There’s a circular pavilion halfway down, just off the promenade in a park. It’s filled with stuffed animals, flowers, handwritten signs and notes, flags, candles, and pictures. There are thousands of things, stacked in piles and placed all around inside and out of the structure, all left in memory of those who died when a terrorist drove a truck down the promenade last summer.
I think of walls, and hate, and the way we cleave ourselves into groups of us and them. How it all spirals and feeds into itself, the hatred creating more hatred, more terror, more reasons someone is willing to die to hurt others. Back and forth. Back and forth. How many more terrorists will we make before we realize a better way?
I think Kahlil Gibran and the book The Prophet:
“Oftentimes have I heard you speak of one who commits a wrong as though he were not one of you, but a stranger unto you and an intruder upon your world.
But I say that even as the holy and the righteous cannot rise beyond the highest which is in each one of you,
So the wicked and the weak cannot fall lower than the lowest which is in you also.
And as a single leaf turns not yellow but with the silent knowledge of the whole tree,
So the wrong-doer cannot do wrong without the hidden will of you all.
Like a procession you walk together towards your god-self.
You are the way and the wayfarers.
And when one of you falls down he falls for those behind him, a caution against the stumbling stone.

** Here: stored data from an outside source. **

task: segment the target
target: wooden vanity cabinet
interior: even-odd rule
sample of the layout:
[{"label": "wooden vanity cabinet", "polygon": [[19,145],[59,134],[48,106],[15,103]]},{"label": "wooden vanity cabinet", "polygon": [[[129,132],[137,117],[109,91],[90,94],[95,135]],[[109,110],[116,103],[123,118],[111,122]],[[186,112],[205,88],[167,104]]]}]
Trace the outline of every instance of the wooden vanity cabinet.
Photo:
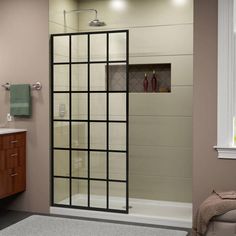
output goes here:
[{"label": "wooden vanity cabinet", "polygon": [[0,135],[0,199],[26,188],[26,132]]}]

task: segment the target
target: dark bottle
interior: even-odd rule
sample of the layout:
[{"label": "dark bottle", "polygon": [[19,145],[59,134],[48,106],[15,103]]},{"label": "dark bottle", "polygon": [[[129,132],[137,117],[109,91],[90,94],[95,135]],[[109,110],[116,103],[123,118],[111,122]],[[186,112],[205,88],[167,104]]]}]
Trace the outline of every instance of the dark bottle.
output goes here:
[{"label": "dark bottle", "polygon": [[147,79],[147,74],[146,73],[144,75],[144,80],[143,80],[143,89],[144,89],[144,92],[148,91],[148,79]]},{"label": "dark bottle", "polygon": [[157,78],[155,70],[153,71],[152,74],[152,92],[157,92]]}]

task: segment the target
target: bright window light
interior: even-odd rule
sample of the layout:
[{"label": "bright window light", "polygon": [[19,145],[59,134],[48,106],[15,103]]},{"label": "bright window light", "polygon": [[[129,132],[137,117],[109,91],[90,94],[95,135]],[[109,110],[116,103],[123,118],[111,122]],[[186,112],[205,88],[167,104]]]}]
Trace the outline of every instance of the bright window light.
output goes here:
[{"label": "bright window light", "polygon": [[183,6],[187,3],[188,0],[172,0],[176,6]]},{"label": "bright window light", "polygon": [[126,0],[111,0],[111,7],[114,10],[122,11],[126,8]]},{"label": "bright window light", "polygon": [[233,118],[233,146],[236,146],[236,117]]}]

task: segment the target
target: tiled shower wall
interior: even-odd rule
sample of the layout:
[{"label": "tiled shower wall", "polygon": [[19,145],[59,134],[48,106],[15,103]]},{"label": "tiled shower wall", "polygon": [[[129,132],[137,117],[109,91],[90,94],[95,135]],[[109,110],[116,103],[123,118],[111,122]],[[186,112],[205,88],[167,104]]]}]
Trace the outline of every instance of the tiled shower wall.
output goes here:
[{"label": "tiled shower wall", "polygon": [[[192,201],[193,1],[80,0],[103,29],[129,29],[130,64],[171,63],[171,93],[130,93],[130,196]],[[80,30],[91,15],[79,16]]]},{"label": "tiled shower wall", "polygon": [[[52,2],[54,6],[58,3]],[[70,9],[96,8],[99,18],[107,23],[102,30],[130,30],[131,64],[171,63],[171,93],[130,93],[130,196],[191,202],[193,2],[176,6],[166,0],[129,0],[126,11],[113,9],[106,0],[71,2],[74,5]],[[51,32],[65,32],[63,14],[58,13],[62,5],[54,6],[51,5]],[[67,32],[78,31],[75,26],[80,31],[97,30],[87,26],[92,17],[90,14],[70,16],[71,28]],[[94,68],[99,75],[96,86],[105,85],[104,66]],[[62,74],[67,73],[65,68],[61,70]],[[97,104],[94,104],[100,107],[100,112],[104,109],[102,101],[95,99]],[[58,98],[55,107],[60,102],[66,102],[66,98]],[[124,108],[118,110],[122,114]],[[102,173],[102,165],[95,165],[97,172]],[[116,167],[116,172],[122,174],[122,167]],[[64,183],[61,186],[60,191],[63,186],[66,190]],[[58,195],[61,200],[66,197],[66,191]]]}]

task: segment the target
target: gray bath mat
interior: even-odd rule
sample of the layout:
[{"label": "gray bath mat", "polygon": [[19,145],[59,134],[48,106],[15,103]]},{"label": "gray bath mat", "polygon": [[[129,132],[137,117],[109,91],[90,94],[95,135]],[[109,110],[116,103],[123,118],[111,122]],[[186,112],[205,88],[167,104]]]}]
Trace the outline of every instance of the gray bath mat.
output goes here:
[{"label": "gray bath mat", "polygon": [[50,216],[30,216],[0,231],[1,236],[186,236],[187,232]]}]

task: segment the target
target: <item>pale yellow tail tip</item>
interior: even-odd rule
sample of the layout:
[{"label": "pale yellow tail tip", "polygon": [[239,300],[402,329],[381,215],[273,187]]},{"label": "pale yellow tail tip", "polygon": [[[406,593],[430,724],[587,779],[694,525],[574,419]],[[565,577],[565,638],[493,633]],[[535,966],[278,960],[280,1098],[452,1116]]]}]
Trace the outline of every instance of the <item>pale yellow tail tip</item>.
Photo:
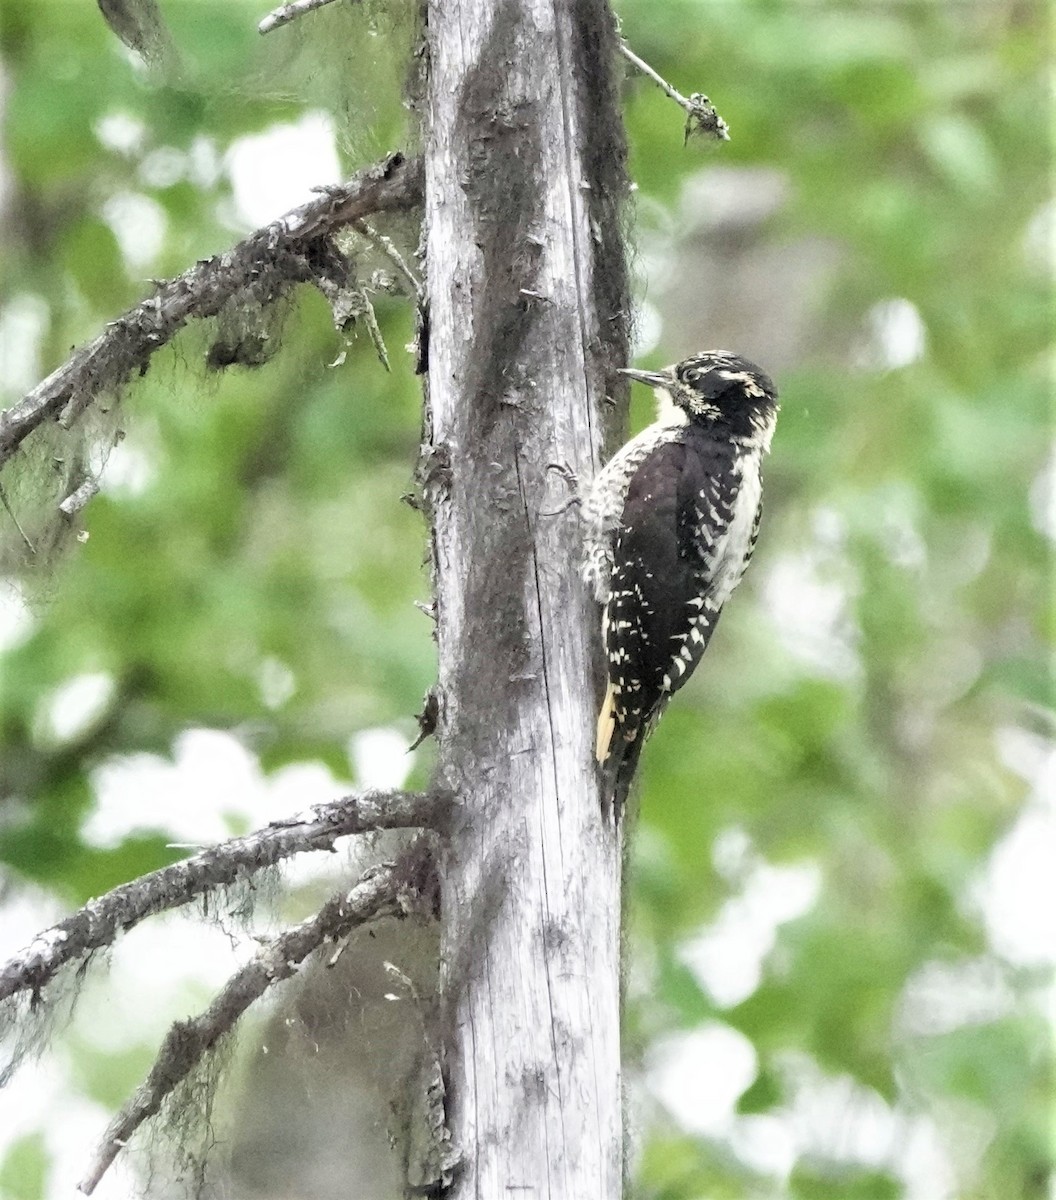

Ay, and he falls for those ahead of him, who though faster and surer of foot, yet removed not the stumbling stone.”
The Mediterranean stretches out ahead of me in a cool, blue arc. It’s been a great run of friends, from Stuttgart to Freiborg to Aarau to a cabin past Gotthard to Gallarate to Santo Stefano to Nice, one after another, friend after friend, this amazing string of humanity I am lucky to be part of, that fills me with life.
I walk along, watching the waves crash on the rocks, passing people out for strolls, and taking bites of that lemon tart. Ahead there is nothing but open possibilities, a thousand different ways to go and I have nothing pulling me this way or that, no friends to meet, no particular route, just a general sense of west, of finding the Camino de Santiago somewhere, of going forward.
But I am not afraid. I walk forward happy, hopeful, stumbling stones and all, because I know that there are many friends waiting for me ahead. No matter the path I choose or the route I take, they will be there waiting, I just have to go with an open heart and meet them for the first time.